Data Publisherdef setup_rabbit_mq_channel(): vcpeservice_exchange = Exchange("vcpe_service", "topic", durable=False) connection = BrokerConnection(rabbitmq_host, rabbitmq_user, rabbitmq_password) channel = connection.channel() producer = Producer(channel, exchange=vcpeservice_exchange, routing_key='notifications.info') def publish_vcpe_stats(): msg = {'event_type': 'vcpe', 'message_id':six.text_type(uuid.uuid4()), 'publisher_id': cpe_publisher_id, 'timestamp':datetime.datetime.now().isoformat(), 'priority':'INFO', 'payload': {'vcpe_id':'vcpe-382', 'user_id':'1e3ce043029547f1a61c1996d1a531a2', 'tenant_id':'3a397e70f64e4e40b69b6266c634d9d0' } } producer.publish(msg) msg = {'event_type': 'vcpe.dns.cache.size', 'message_id':six.text_type(uuid.uuid4()), 'publisher_id': cpe_publisher_id, 'timestamp':datetime.datetime.now().isoformat(), 'priority':'INFO', 'payload': {'vcpe_id':'vcpe-382', 'user_id':'1e3ce043029547f1a61c1996d1a531a2', 'tenant_id':'3a397e70f64e4e40b69b6266c634d9d0', 'cache_size':150.0 } } producer.publish(msg)
Software Components
The XOS Monitoring service has the following components:
Django data models that define the authoritative state for the service
Front-end APIs for users to interact with the service and update the model’s state
A Synchronizer that keeps the backend system that implements the service in sync with the model state
Ceilometer service tenant instances and Openstack Ceilometer components running inside the XOS slice associated with the service
Figure 6. Software components of XOS Monitoring service.
Models
There are two Django models defined for Ceilometer service: CeilometerService and MonitoringChannel, also known as CeilometerTenant. The relationship of these two models with XOS core models is shown below.
Figure 7. Ceilometer service data model.
The MonitoringChannel model is inherited from the core XOS data model TenantWithContainer and holds list of authorized tenants along with ceilometer proxy URL for a given tenant.
Synchronizer
The role of the Ceilometer synchronizer is to monitor the associated data model for any changes and ensure the state of backend system is up-to-date with latest data model changes. Ceilometer synchronizer uses Ansible playbook to reflect any data model changes to the backend.
When a new Ceilometer tenant data model is created or updated, the synchronizer performs the following operations:
Synchronizer finds a VM that is designated to host ceilometer tenant docker containers. If it does not find any VMs or existing VMs are fully utilized, the synchronizer instantiates a new VM and install any necessary software (python, docker, pipework...etc) on that VM.
Synchronizer launches a new docker container for the tenant on the VM and creates port-forwarding from VM port to docker container port 8000. It also writes the tenant related authorization information (such as authorized tenant list...etc) into the tenant docker container.
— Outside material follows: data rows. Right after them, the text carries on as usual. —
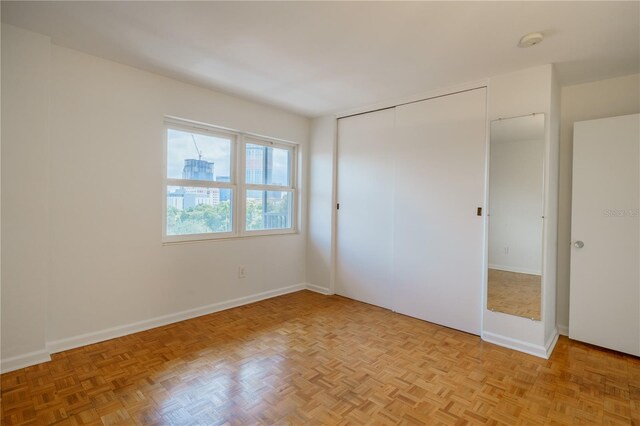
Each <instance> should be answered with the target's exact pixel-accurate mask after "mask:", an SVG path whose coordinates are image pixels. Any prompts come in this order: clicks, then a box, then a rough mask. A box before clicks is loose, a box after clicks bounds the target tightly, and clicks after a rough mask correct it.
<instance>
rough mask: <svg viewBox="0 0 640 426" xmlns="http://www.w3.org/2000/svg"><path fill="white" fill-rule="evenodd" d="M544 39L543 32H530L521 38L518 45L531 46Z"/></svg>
mask: <svg viewBox="0 0 640 426" xmlns="http://www.w3.org/2000/svg"><path fill="white" fill-rule="evenodd" d="M543 39H544V35H543V34H542V33H529V34H526V35H524V36H522V38H521V39H520V42H519V43H518V47H531V46H535V45H536V44H538V43H540V42H541V41H542V40H543Z"/></svg>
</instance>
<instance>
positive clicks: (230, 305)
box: [47, 283, 306, 354]
mask: <svg viewBox="0 0 640 426" xmlns="http://www.w3.org/2000/svg"><path fill="white" fill-rule="evenodd" d="M304 289H306V285H305V284H303V283H302V284H295V285H292V286H288V287H282V288H278V289H275V290H269V291H265V292H262V293H258V294H253V295H249V296H244V297H239V298H236V299H231V300H227V301H224V302H218V303H213V304H211V305H206V306H201V307H199V308H194V309H188V310H186V311H182V312H176V313H174V314H168V315H163V316H160V317H156V318H151V319H148V320H143V321H138V322H134V323H131V324H125V325H121V326H117V327H112V328H108V329H105V330H101V331H96V332H91V333H86V334H81V335H79V336H73V337H69V338H66V339H59V340H54V341H51V342H47V349H48V350H49V352H50V353H52V354H53V353H57V352H62V351H65V350H68V349H74V348H78V347H81V346H86V345H91V344H93V343H98V342H102V341H105V340H110V339H115V338H118V337H122V336H126V335H128V334H132V333H138V332H140V331H145V330H149V329H152V328H156V327H161V326H164V325H168V324H173V323H175V322H179V321H184V320H188V319H191V318H196V317H199V316H202V315H208V314H212V313H214V312H219V311H224V310H226V309H231V308H235V307H238V306H242V305H246V304H249V303H254V302H258V301H260V300H265V299H270V298H272V297H276V296H281V295H283V294H288V293H293V292H296V291H300V290H304Z"/></svg>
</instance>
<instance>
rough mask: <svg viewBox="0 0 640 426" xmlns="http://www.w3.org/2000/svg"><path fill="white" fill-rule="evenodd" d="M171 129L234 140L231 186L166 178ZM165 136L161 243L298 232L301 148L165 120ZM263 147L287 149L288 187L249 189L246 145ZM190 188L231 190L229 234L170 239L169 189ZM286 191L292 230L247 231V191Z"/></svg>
mask: <svg viewBox="0 0 640 426" xmlns="http://www.w3.org/2000/svg"><path fill="white" fill-rule="evenodd" d="M169 129H174V130H180V131H184V132H190V133H195V134H202V135H207V136H216V137H222V138H225V139H231V150H230V152H231V167H230V172H229V182H219V181H201V180H189V179H174V178H168V177H167V160H168V157H167V156H168V143H169V141H168V133H169ZM163 130H164V136H163V145H164V147H163V167H162V173H163V175H162V177H163V178H162V200H163V201H162V243H163V244H174V243H185V242H195V241H207V240H223V239H237V238H243V237H254V236H262V235H281V234H295V233H297V232H298V226H297V224H298V189H297V177H298V144H296V143H294V142H289V141H284V140H280V139H275V138H270V137H265V136H262V135H255V134H251V133H243V132H240V131H237V130H232V129H227V128H224V127H219V126H214V125H210V124H205V123H199V122H195V121H191V120H185V119H181V118H176V117H170V116H167V117H165V121H164V127H163ZM248 143H249V144H254V145H263V146H269V147H273V148H280V149H287V150H289V151H290V152H291V162H290V165H289V167H290V170H289V175H290V179H289V185H288V186H279V185H253V184H251V185H246V184H245V178H246V163H245V155H246V145H247V144H248ZM169 186H188V187H200V188H221V189H231V190H232V194H233V196H232V197H231V220H232V222H233V226H232V228H231V231H230V232H209V233H203V234H185V235H167V187H169ZM253 189H256V190H266V191H286V192H291V227H290V228H283V229H268V230H257V231H249V230H247V229H246V191H247V190H253Z"/></svg>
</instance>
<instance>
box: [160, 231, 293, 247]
mask: <svg viewBox="0 0 640 426" xmlns="http://www.w3.org/2000/svg"><path fill="white" fill-rule="evenodd" d="M290 235H300V231H298V230H295V229H293V230H286V231H282V230H277V231H275V230H274V231H250V232H247V233H245V234H244V235H228V236H227V235H225V236H211V235H206V234H204V235H203V234H200V235H192V236H190V237H188V238H181V239H175V240H174V239H164V240H163V241H162V245H163V246H173V245H181V244H192V243H206V242H216V241H234V240H249V239H253V238H260V237H278V236H290Z"/></svg>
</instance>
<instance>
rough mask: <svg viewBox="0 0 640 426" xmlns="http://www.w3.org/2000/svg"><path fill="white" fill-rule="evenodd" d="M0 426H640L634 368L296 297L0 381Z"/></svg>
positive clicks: (250, 307) (3, 379)
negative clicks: (269, 425) (610, 425)
mask: <svg viewBox="0 0 640 426" xmlns="http://www.w3.org/2000/svg"><path fill="white" fill-rule="evenodd" d="M2 423H3V424H5V425H19V424H34V425H35V424H38V425H44V424H54V423H55V424H61V425H78V424H106V425H111V424H156V425H218V424H310V425H320V424H331V425H333V424H380V425H387V424H445V425H462V424H508V425H513V424H531V425H537V424H627V425H628V424H640V360H639V359H638V358H634V357H631V356H624V355H620V354H617V353H614V352H610V351H605V350H601V349H598V348H595V347H592V346H588V345H584V344H580V343H577V342H573V341H570V340H568V339H566V338H561V339H560V341H559V343H558V346H557V348H556V351H555V353H554V354H553V357H552V358H551V359H550V360H548V361H547V360H543V359H539V358H535V357H533V356H529V355H525V354H522V353H519V352H515V351H511V350H508V349H504V348H500V347H498V346H495V345H491V344H488V343H484V342H482V341H481V340H480V338H478V337H476V336H472V335H468V334H465V333H461V332H458V331H455V330H451V329H447V328H444V327H440V326H437V325H433V324H430V323H426V322H423V321H419V320H416V319H413V318H409V317H406V316H402V315H399V314H395V313H392V312H390V311H387V310H384V309H381V308H377V307H374V306H370V305H367V304H364V303H359V302H355V301H352V300H349V299H345V298H342V297H338V296H322V295H319V294H315V293H311V292H308V291H302V292H298V293H294V294H290V295H286V296H281V297H278V298H274V299H270V300H266V301H262V302H258V303H254V304H252V305H247V306H243V307H239V308H235V309H231V310H227V311H224V312H219V313H216V314H212V315H207V316H203V317H200V318H196V319H193V320H189V321H184V322H181V323H176V324H172V325H169V326H165V327H160V328H156V329H153V330H150V331H146V332H142V333H137V334H133V335H129V336H126V337H122V338H119V339H115V340H110V341H107V342H102V343H98V344H95V345H90V346H86V347H83V348H79V349H74V350H70V351H66V352H62V353H59V354H56V355H54V356H53V360H52V361H51V362H48V363H44V364H40V365H37V366H33V367H29V368H25V369H22V370H19V371H15V372H11V373H7V374H4V375H2Z"/></svg>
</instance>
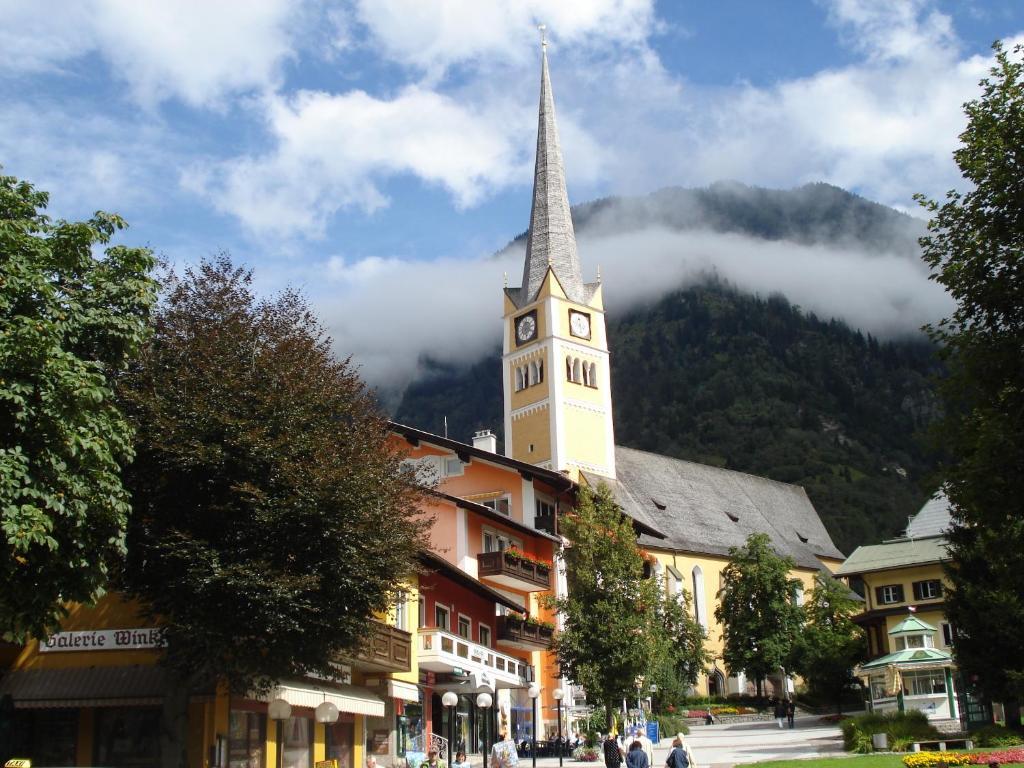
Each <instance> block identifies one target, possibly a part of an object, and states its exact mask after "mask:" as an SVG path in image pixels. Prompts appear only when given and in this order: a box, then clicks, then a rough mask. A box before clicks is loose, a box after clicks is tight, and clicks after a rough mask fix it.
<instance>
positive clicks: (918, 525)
mask: <svg viewBox="0 0 1024 768" xmlns="http://www.w3.org/2000/svg"><path fill="white" fill-rule="evenodd" d="M949 523H950V518H949V500H948V499H946V495H945V494H943V493H942V492H941V490H940V492H938V493H937V494H936V495H935V496H934V497H932V498H931V499H929V500H928V502H927V503H926V504H925V506H924V507H922V508H921V510H920V511H919V512H918V514H915V515H914V516H913V517H912V518H910V522H909V523H908V524H907V526H906V538H907V539H924V538H926V537H933V536H943V535H944V534H945V532H946V530H947V529H948V528H949Z"/></svg>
The docker image is pre-loaded with a web server that runs on port 8000
The web server is ceilometer proxy server that waits for any Ceilometer queries from the tenant applications and forwards them to the Openstack ceilometer service after applying the configured access controls.
Front-end APIs
Like any other XOS service, Ceilometer provides three front-end mechanisms to interact with this services:
RESTful interface
Admin GUI interface
TOSCA Resource Templates
Summary
The Monitoring service runs in CORD infrastructure, providing real-time instrumentation data from different elements. This enables network operators to run a one or more Analytics applications to monitor and react to various aspects of the network, including anomaly detection and mitigation, congestion avoidance in the fabric, customer care troubleshooting/diagnosis, and so on.